The "positive" side are:
symbolic algorithms for Lagrange interpolation and Pade approximation are a part of computer algebra/symbolic computation; von zur Gathen, Gerhard "Modern Computer Algebra" is a good reference.
data compresssion - here you'd better ask someone else for references :)
Ok, I don't understand your question, but I'm going to give it a shot.
If you only have 2 sets of numbers and you want to find f where y = f(x), then you can try curve-fitting to give you an approximate "map".
In this case, it's linear so curve-fitting would work. You could try different models to see which works best and choose based on minimizing an error metric.
Is this what you had in mind?
Here's another link to curve-fitting and an image from that article:
It seems to me that you want a hashtable. These are based in hash functions and there are known hash functions that work better than others depending on the expected input and desired output.

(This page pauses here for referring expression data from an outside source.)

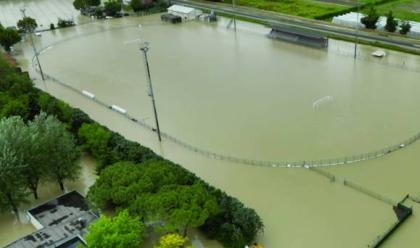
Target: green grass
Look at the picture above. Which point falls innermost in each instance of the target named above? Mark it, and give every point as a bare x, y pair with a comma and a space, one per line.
303, 8
403, 9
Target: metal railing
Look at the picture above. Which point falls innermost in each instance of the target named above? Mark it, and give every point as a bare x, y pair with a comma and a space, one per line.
346, 160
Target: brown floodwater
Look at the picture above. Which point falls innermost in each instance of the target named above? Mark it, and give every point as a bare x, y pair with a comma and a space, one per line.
248, 96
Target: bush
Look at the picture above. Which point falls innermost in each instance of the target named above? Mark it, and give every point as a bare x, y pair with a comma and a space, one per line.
95, 139
8, 37
391, 23
371, 19
121, 184
235, 225
405, 27
112, 8
65, 23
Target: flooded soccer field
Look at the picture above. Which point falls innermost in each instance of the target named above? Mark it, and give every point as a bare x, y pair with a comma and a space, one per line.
244, 95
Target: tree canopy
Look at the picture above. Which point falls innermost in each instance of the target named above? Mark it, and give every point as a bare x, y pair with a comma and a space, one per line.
27, 24
59, 148
405, 27
13, 190
391, 23
121, 231
180, 207
81, 4
112, 7
371, 19
120, 184
8, 37
172, 240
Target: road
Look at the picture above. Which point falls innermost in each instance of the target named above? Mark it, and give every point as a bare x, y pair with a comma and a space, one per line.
323, 27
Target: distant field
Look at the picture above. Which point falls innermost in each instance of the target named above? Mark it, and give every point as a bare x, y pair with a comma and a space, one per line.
403, 9
303, 8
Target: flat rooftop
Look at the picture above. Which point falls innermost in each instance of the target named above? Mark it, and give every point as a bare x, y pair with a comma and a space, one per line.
64, 222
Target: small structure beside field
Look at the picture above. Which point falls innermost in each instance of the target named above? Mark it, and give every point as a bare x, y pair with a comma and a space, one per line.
186, 13
353, 19
61, 222
298, 37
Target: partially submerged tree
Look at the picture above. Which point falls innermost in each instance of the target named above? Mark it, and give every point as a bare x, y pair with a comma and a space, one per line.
172, 240
27, 24
119, 232
82, 4
13, 190
405, 27
8, 37
112, 7
63, 154
371, 19
139, 5
180, 207
391, 23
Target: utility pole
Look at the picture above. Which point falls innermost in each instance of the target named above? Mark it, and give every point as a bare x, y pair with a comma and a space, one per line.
234, 16
357, 30
23, 10
145, 49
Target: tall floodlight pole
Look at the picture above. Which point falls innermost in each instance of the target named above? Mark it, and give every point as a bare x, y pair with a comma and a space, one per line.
145, 49
234, 16
357, 30
23, 10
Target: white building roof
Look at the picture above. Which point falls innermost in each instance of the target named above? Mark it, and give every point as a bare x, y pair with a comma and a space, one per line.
352, 19
181, 9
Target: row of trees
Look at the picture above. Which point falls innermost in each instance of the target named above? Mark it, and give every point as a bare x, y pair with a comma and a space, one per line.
371, 19
10, 36
41, 150
148, 187
113, 7
125, 230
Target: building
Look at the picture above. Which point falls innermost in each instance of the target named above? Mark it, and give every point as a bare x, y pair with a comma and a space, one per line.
298, 36
186, 13
61, 222
353, 20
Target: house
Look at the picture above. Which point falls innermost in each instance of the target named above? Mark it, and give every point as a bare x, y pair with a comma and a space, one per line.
186, 13
61, 222
353, 20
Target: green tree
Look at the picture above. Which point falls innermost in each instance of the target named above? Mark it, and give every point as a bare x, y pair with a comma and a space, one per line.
13, 190
138, 5
96, 139
8, 37
122, 183
112, 7
391, 23
180, 207
371, 19
27, 24
63, 153
235, 225
172, 240
122, 231
405, 27
82, 4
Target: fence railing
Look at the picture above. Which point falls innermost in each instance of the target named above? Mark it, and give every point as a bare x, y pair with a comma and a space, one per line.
346, 160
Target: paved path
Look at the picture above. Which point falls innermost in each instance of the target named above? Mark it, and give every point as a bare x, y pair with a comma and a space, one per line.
272, 18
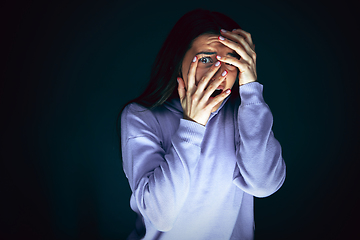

If what you want a algorithmic way of mapping arbitrary input to arbitrary output, this is not feasible in the general case, as it totally depends on the input and output set.
For example, in the trivial sample you have there, the function is immediately obvious, f(x): x+1. In others it may be very hard or even impossible to generate an exact function describing the mapping, you would have to approximate or just use directly a map.
In some cases (such as your example), linear regression or similar statistical models could find the relation between your input and output sets.
Doing this in the general case is arbitrarially difficult. For example, consider a block cipher used in ECB mode: It maps an input integer to an output integer, but - by design - deriving any general mapping from specific examples is infeasible. In fact, for a good cipher, even with the complete set of mappings between input and output blocks, you still couldn't determine how to calculate that mapping on a general basis.
Obviously, a cipher is an extreme example, but it serves to illustrate that there's no (known) general procedure for doing what you ask.
Discerning an underlying map from input and output data is exactly what Neural Nets are about! You have unknowingly stumbled across a great branch of research in computer science.